Žitnik Marinka, Nam Edward A, Dinh Christopher, Kuspa Adam, Shaulsky Gad, Zupan Blaž
Faculty of Computer and Information Science, University of Ljubljana, Ljubljana, Slovenia.
Department of Molecular and Human Genetics, Baylor College of Medicine, Houston, Texas, United States of America.
PLoS Comput Biol. 2015 Oct 14;11(10):e1004552. doi: 10.1371/journal.pcbi.1004552. eCollection 2015 Oct.

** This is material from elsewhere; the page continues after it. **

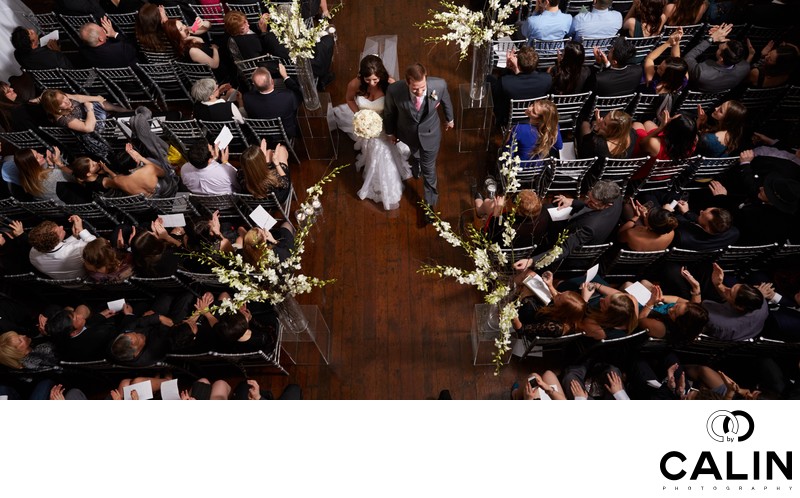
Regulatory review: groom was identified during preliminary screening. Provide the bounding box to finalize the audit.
[384,62,453,207]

Data integration procedures combine heterogeneous data sets into predictive models, but they are limited to data explicitly related to the target object type, such as genes. Collage is a new data fusion approach to gene prioritization. It considers data sets of various association levels with the prediction task, utilizes collective matrix factorization to compress the data, and chaining to relate different object types contained in a data compendium. Collage prioritizes genes based on their similarity to several seed genes. We tested Collage by prioritizing bacterial response genes in Dictyostelium as a novel model system for prokaryote-eukaryote interactions. Using 4 seed genes and 14 data sets, only one of which was directly related to the bacterial response, Collage proposed 8 candidate genes that were readily validated as necessary for the response of Dictyostelium to Gram-negative bacteria. These findings establish Collage as a method for inferring biological knowledge from the integration of heterogeneous and coarsely related data sets.
数据整合程序将异构数据集组合成预测模型,但它们仅限于与目标对象类型(如基因)明确相关的数据。Collage是一种用于基因优先级排序的新数据融合方法。它考虑与预测任务具有不同关联水平的数据集,利用集体矩阵分解来压缩数据,并通过链接来关联数据集中包含的不同对象类型。Collage根据基因与几个种子基因的相似性对基因进行优先级排序。我们通过将盘基网柄菌中的细菌反应基因作为原核生物 - 真核生物相互作用的新型模型系统进行优先级排序来测试Collage。使用4个种子基因和14个数据集(其中只有一个与细菌反应直接相关),Collage提出了8个候选基因,这些基因很容易被验证为盘基网柄菌对革兰氏阴性菌反应所必需的。这些发现确立了Collage作为一种从异构和粗略相关的数据集中整合来推断生物学知识的方法。